There’s a lot riding on the trusted relationships you cultivate with your certificate authorities (CAs). Proactively managing these relationships is definitely time well spent. However, even with a strong network of CAs, you’ll still want to take steps to ensure that you remain in the driver’s seat. For that reason, you shouldn’t allow the trust model for your enterprise grow organically in response to the many forces that act on it. Instead, you’ll want to actively plan and control its development.
In my last blog on Certificate Authority (CA) agility, I outlined the reasons why you might want to switch CAs. Now, I’d like to focus on why you need to actively monitor every CA your organization is using.
Your organization depends on CAs to create certificates that will identify machines in your environment. And those machine identities help define the trust model for your organization. More specifically, every CA that issues certificate on your behalf adds another element to the trust model for your organization.
This trust model is critical because it not only defines trust for your organization, but also impacts the security of your customers, partners and other stake holders. Because maintaining high levels of trust is so important, you need to control factors that may degrade it. For example, CAs can be compromised or make innocent mistakes that have a direct impact on your business (and we’ve seen plenty of those recently). That’s why it’s important that you control your business relationship with CAs and how you manage them within your organization.
If you’re like most organizations, you may fall short of actively managing the introduction of CAs into your environment. As a result, you probably don’t know how many CAs you actually have or even notice when a new one shows up. While you have consciously chosen a select group of CAs that issue identities for the machines in your environment, additional CAs may have entered into your circle of trust without your knowledge.
It’s surprising how easy it is for CAs to proliferate in an organization. In fact,it is getting easier and easier for anyone in your organization to obtain certificates with the rapidly declining cost of certificates across the industry, or even free ones from CAs like Let’s Encrypt.
Why would your compatriots want to do this, you ask? Let’s say your marketing team wants to launch a new site. To improve traffic, they need to register the domain and obtain a certificate to help ensure higher SEO. Or developers might need to meet aggressive SLAs in DevOps projects. They’re likely to look for the easiest way to get their job done, and that requires rapid access to certificates.
In either case, these groups may turn to Let’s Encrypt so they can avoid a purchasing process, or they may even create their own untrusted CA so they can get ultra-fast certificate issuance. Taking a step like this may help your colleagues get their job done, but in the process, they will have (usually unknowingly) impacted the trust model for your whole organization and business partners, as previously mentioned.

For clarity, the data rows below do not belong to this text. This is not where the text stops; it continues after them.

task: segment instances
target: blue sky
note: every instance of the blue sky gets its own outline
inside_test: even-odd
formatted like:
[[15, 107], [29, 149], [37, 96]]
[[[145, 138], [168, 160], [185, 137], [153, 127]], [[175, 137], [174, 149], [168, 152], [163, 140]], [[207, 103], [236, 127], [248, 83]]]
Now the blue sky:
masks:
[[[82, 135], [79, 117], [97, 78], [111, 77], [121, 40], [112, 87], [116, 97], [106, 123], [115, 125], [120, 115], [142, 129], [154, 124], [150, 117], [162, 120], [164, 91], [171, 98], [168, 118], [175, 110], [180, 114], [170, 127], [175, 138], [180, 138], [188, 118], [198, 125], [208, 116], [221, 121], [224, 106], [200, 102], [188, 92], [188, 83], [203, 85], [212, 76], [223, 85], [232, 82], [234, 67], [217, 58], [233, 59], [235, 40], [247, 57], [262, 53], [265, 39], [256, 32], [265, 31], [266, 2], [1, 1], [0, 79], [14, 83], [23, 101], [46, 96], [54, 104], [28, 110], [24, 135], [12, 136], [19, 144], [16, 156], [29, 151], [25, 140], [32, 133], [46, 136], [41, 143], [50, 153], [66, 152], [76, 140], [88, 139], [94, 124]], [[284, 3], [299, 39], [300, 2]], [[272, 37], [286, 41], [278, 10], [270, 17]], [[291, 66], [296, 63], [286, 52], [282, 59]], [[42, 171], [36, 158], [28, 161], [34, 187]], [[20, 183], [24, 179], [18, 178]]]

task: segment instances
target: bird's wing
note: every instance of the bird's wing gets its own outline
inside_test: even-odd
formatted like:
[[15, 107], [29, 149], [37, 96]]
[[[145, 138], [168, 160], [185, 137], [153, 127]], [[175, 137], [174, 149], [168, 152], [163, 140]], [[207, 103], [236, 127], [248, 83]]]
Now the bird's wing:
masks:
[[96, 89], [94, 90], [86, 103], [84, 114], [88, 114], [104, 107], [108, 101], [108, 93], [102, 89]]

The resulting CA sprawl is becoming a serious problem for many organizations
When anyone in your organization can get certificates from any CA, you expand the risk that your trust model will be broken or compromised. The resulting CA sprawl not only increases security risks, but it especially increases the likelihood of service outages. To counter these risks, you need to be able to discover every certificate that your organization is using, anywhere on your network. If you aren’t able to manage all these certificates centrally, rogue certificates and CAs can pop up and undermine the foundations of trust that your organization depends on.
Of course, a critical element in controlling unauthorized CA sprawl is strong policies that govern the creation and use of certificates within your organization. But policies that control CA usage will only be as good as your ability to enforce them. You’ll improve your chances of policy compliance if you give users a fast and simple way to request certificates from a limited list of approved CAs. A self-service portal for obtaining fully compliant certificates will dramatically help the process, but you will also need rich APIs that allow DevOps processes to get fully compliant certificates in the way that best meets their needs.
Even with a certificate requesting service in place, you will still want to actively monitor your certificate inventory. You need to be prepared to quickly identify and respond to the introduction of any CA into your environment. Plus, you need to be able to identify all deployed certificates from a specific CA if something negative about the trustworthiness of that CA is discovered. With enterprise-wide visibility of your certificates, you can avoid or reduce the operational costs of certificate outages that result from CA errors and unplanned certificate expirations. In addition, you’ll reduce the risk of compromised certificates being used against your organization in cyber attacks.
Do you have the visibility you need to actively manage and control CAs in your organization?